Immunohistochemical labelling
For immunohistochemistry all tissue section were deplasted in xylol (2× 30 min) followed by treatment with 2-methoxyethylacetate (2× 20 min) and acetone (2× 5 min). After rehydration in phosphate buffered saline (PBS), antigen unmasking was performed by incubating the slides for 15 min in trypsin (PAA Laboratories GmbH, Pasching, Austria) (0.05% in PBS) at 37 °C. After washing with PBS the activity of endogenous peroxidase was quenched with 0.9% hydrogen peroxide in PBS for 10 min at room temperature, the specimens were washed and non-specific binding sites were blocked with a blocking solution for 30 min (Dako Cytomation, Hamburg, Germany). The primary mouse monoclonal antibody to CI (1:60 dilution) (Acris Antibodies GmbH, Hiddenhausen, Germany), OC (1:40 dilution) (Acris Antibodies GmbH), transglutaminase II (TG) (1:40 dilution) (Labvision, Fremont CA, USA), and the corresponding unspecific antibody (mouse IgG 1 ), respectively, as negative control were applied to tissue sections in a humidified chamber and incubated overnight at 8 °C. The cross-reactivity of these antibodies with canine tissues has been extensively documented in previous studies .
The slides were washed in PBS and incubated with secondary biotinylated anti-mouse antibody (1:50 dilution) for 90 min at room temperature. After washing in PBS, the presence of antibody–antigen complexes was visualized using a streptavidin-peroxidase solution (1:250 dilution) (Acris Antibodies GmbH) and AEC (3-amino-9-ethylcarbazole) as the chromogen (Acris Antibodies GmbH).

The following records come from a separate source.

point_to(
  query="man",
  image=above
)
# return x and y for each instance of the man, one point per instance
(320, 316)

Histomorphometrical analysis
A colour CCD camera (Color View III, Olympus, Hamburg, Germany) was mounted on a binocular light microscope (Olympus BX50, Olympus, Hamburg, Germany) and used for the acquisition of digital images. Tissue sections were evaluated at an original magnification ×100 using a software program (analySIS FIVE docu ® , Soft Imaging System, Münster, Germany).
A calibrated and masked examiner identified the augmented area (AA) (mm 2 ) from the bottom of the bone defect (BD) to the most coronal level of the bone graft particles underneath the barrier membrane ( Fig. 2 a ). The antigen reactivity of CI, OC, and TG was automatically estimated by the image analysis software as a percentage of NMT (mm 2 ) within AA ( Fig. 2 b). This also included the amount of NMT within any area of newly formed MT.